Semi-discrete Rank-2 formulation

\[\large{\frac{d {\boldsymbol X}_{v}}{dt}(t; {\boldsymbol \eta}, \mathcal{M}) = \mathbf{A}_{v}({\boldsymbol \eta}) {\boldsymbol X}_{\sigma}(t; {\boldsymbol \eta}, \mathcal{M}) + {\boldsymbol F}_{v}(t; {\boldsymbol \eta}, \mathcal{M})}\]
\[\large{\frac{d {\boldsymbol X}_{\sigma}}{dt}(t; {\boldsymbol \eta}, \mathcal{M}) = \mathbf{A}_{\sigma}({\boldsymbol \eta}) {\boldsymbol X}_{v}(t; {\boldsymbol \eta}, \mathcal{M})}\]

where \({\boldsymbol X}_{v}\) is the rank-2 state tensor for the velocity degrees of freedom, \({\boldsymbol X}_{\sigma}\) is the rank-2 state tensor for the stresses degrees of freedom, \(\mathbf{A}_{v}({\boldsymbol \eta})\) is the discrete system matrix for the velocity, \(\mathbf{A}_{\sigma}({\boldsymbol \eta})\) is the one for the stresses, and \({\boldsymbol F}_{v}(t; {\boldsymbol \eta}, \mathcal{M})\) is the rank-2 forcing tensor. Obviously, the rank-1 formulation can be easily obtained by setting \(M = 1\).

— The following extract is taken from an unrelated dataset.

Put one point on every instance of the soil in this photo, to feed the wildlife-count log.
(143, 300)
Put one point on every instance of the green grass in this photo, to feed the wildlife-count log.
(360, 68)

The formulation above has the advantage that it allows us to simulate \(M\) trajectories simultaneously. This now requires a sparse-matrix matrix (spmm) kernel which has a slightly higher higher arithmetic intensity than just spmv, so it has an advantage from a computational standpoint.

Time integration

For time integration, we use a leapfrog integrator, where the velocity field is updated first, followed by the stress update. This is a commonly used scheme for classical mechanics because it is time-reversible and symplectic. The initial conditions consist of zero velocity and stresses.